A taxi driver who briefly drove them suggested their spokesperson’s account was “exaggerated”, while some photographers involved have denied parts of it.
Backgrid, an entertainment picture agency, said on Thursday it had received a letter from the Sussexes’ legal team.
It said the letter stated: “We hereby demand that Backgrid immediately provide us with copies of all photos, videos, and/or films taken last night by the freelance photographers after the couple left their event and over the next several hours.”
BBC News has contacted the Sussexes for comment.
The agency said it had replied in a letter: “In America, as I’m sure you know, property belongs to the owner of it: Third parties cannot just demand it be given to them, as perhaps Kings can do.
“Perhaps you should sit down with your client and advise them that his English rules of royal prerogative to demand that the citizenry hand over their property to the Crown were rejected by this country long ago.

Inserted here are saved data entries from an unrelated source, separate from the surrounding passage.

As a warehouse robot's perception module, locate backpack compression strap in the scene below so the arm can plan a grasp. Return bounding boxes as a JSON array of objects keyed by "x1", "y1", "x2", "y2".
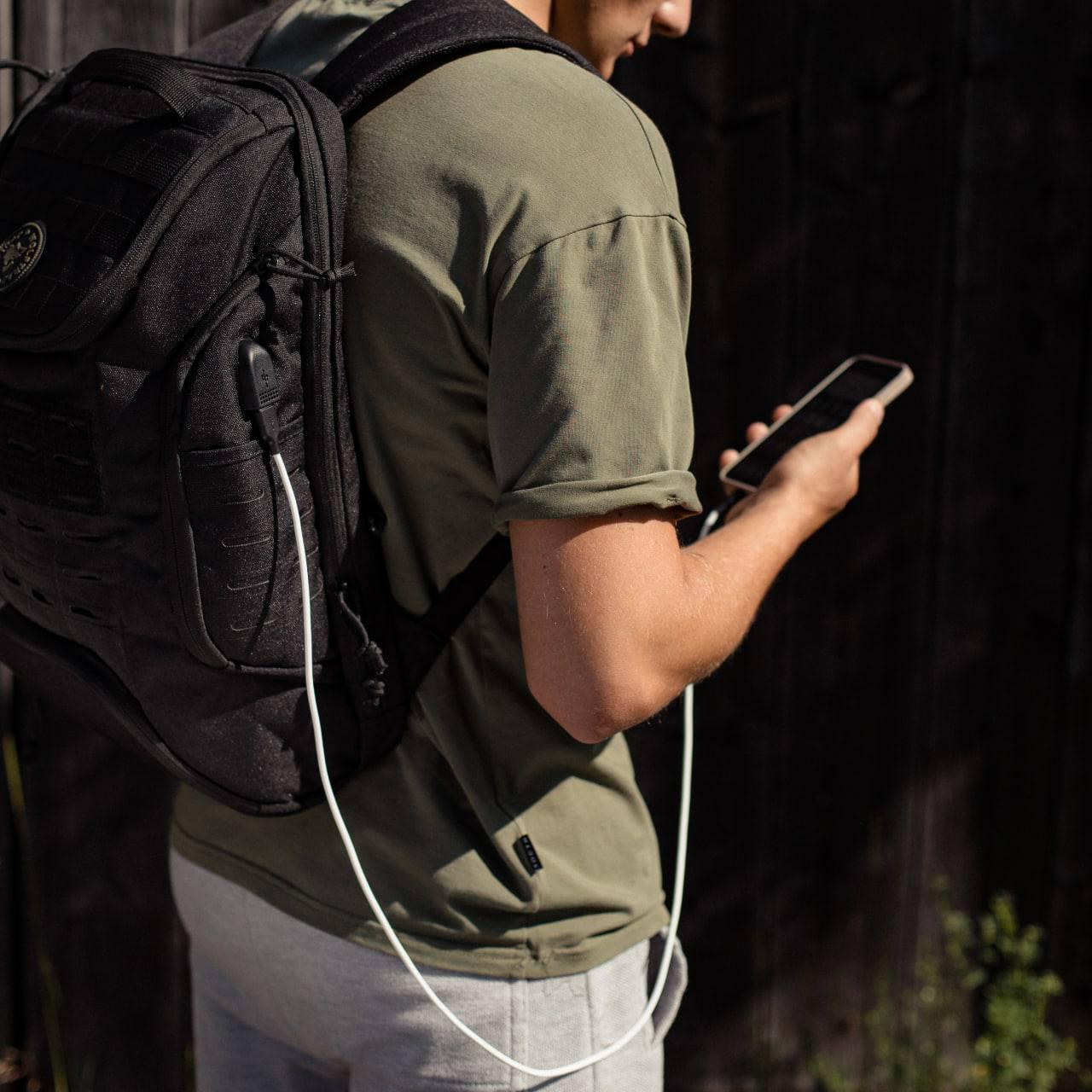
[{"x1": 313, "y1": 0, "x2": 598, "y2": 125}]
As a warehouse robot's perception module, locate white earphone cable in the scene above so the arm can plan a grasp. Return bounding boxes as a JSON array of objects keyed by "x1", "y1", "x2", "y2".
[{"x1": 273, "y1": 452, "x2": 721, "y2": 1077}]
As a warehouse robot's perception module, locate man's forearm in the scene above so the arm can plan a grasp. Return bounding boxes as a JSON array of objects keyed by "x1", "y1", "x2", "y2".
[
  {"x1": 653, "y1": 482, "x2": 810, "y2": 705},
  {"x1": 512, "y1": 491, "x2": 810, "y2": 742}
]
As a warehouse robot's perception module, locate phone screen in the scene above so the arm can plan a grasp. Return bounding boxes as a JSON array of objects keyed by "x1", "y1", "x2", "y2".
[{"x1": 725, "y1": 360, "x2": 903, "y2": 489}]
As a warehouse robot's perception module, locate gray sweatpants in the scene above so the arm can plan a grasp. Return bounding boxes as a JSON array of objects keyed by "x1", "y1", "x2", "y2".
[{"x1": 171, "y1": 851, "x2": 686, "y2": 1092}]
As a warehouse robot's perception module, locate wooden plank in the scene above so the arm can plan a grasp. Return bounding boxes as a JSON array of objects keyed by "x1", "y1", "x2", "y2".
[
  {"x1": 0, "y1": 664, "x2": 23, "y2": 1072},
  {"x1": 624, "y1": 3, "x2": 975, "y2": 1089},
  {"x1": 961, "y1": 0, "x2": 1092, "y2": 921},
  {"x1": 0, "y1": 0, "x2": 15, "y2": 132},
  {"x1": 188, "y1": 0, "x2": 272, "y2": 42},
  {"x1": 1048, "y1": 4, "x2": 1092, "y2": 1054}
]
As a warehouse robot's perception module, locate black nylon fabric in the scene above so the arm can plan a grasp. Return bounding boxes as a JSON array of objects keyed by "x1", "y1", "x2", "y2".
[
  {"x1": 313, "y1": 0, "x2": 598, "y2": 125},
  {"x1": 0, "y1": 0, "x2": 584, "y2": 815}
]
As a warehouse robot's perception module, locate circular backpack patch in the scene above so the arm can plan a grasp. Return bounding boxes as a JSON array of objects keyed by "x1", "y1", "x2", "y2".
[{"x1": 0, "y1": 219, "x2": 46, "y2": 292}]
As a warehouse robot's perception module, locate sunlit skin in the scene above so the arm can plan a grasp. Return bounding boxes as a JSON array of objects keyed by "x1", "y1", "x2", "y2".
[
  {"x1": 508, "y1": 0, "x2": 884, "y2": 744},
  {"x1": 508, "y1": 0, "x2": 690, "y2": 79}
]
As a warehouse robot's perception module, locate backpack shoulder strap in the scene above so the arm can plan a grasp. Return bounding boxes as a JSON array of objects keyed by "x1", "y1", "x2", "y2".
[
  {"x1": 183, "y1": 0, "x2": 296, "y2": 66},
  {"x1": 313, "y1": 0, "x2": 598, "y2": 125}
]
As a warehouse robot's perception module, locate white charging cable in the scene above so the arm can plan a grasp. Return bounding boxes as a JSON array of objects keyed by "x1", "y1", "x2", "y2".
[{"x1": 273, "y1": 452, "x2": 722, "y2": 1077}]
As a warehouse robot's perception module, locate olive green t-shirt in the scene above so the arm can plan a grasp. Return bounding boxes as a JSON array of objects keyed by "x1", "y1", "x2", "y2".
[{"x1": 171, "y1": 0, "x2": 699, "y2": 978}]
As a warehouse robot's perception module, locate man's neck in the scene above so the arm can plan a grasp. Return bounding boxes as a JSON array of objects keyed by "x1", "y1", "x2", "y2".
[{"x1": 508, "y1": 0, "x2": 550, "y2": 34}]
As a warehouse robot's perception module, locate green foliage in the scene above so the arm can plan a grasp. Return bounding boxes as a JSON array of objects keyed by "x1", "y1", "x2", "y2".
[{"x1": 808, "y1": 879, "x2": 1092, "y2": 1092}]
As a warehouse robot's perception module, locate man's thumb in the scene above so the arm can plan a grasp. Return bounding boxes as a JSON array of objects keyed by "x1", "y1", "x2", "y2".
[{"x1": 842, "y1": 398, "x2": 884, "y2": 453}]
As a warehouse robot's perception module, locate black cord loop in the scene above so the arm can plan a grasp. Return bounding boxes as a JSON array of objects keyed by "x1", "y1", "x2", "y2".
[
  {"x1": 258, "y1": 250, "x2": 356, "y2": 288},
  {"x1": 0, "y1": 60, "x2": 54, "y2": 83}
]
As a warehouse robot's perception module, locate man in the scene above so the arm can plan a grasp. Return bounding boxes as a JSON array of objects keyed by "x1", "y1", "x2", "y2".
[{"x1": 171, "y1": 0, "x2": 881, "y2": 1092}]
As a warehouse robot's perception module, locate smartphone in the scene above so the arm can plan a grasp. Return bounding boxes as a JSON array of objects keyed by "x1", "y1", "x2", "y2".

“We stand by our founding fathers.”
The Sussexes’ spokesman said on Wednesday that the paparazzi had “relentlessly pursued” the couple through Manhattan for nearly two after they left an awards ceremony on Tuesday night, resulting in “multiple near collisions”.
Backgrid said at the time it was investigating the conduct of four freelance photographers involved in taking images of the Sussexes, even as the agency disputed the couple’s characterisation of the incident.
The photographers felt the couple were never in “immediate danger at any point”, according to the agency.
During the pursuit, the car carrying the duke and duchess, her mother and a security guard diverted to a nearby police station twice.
BBC News interviewed a taxi driver Sukhcharn “Sonny” Singh who was briefly involved in the pursuit. He said his cab was hailed from a police station.
They only drove a block when his taxi “got blocked by a garbage truck and all of sudden paparazzi came and started taking pictures”.
Mr Singh was then asked to drive them back to the police station.
A spokesperson for the duke and duchess said the couple understood they are public figures but that interest “should never come at the cost of anyone’s safety.”
Prince Harry has spoken of his anger at the actions of the paparazzi over the years, comparing the photographers to “a pack of dogs” who hounded his mother, in a BBC documentary.
Diana, Princess of Wales, died from injuries she sustained in a car crash after photographers chased the vehicle she was in through the streets of Paris.
“To see another woman in my life, who I love, go through this feeding frenzy – that’s hard,” he said in the recent Netflix documentary, Harry & Meghan.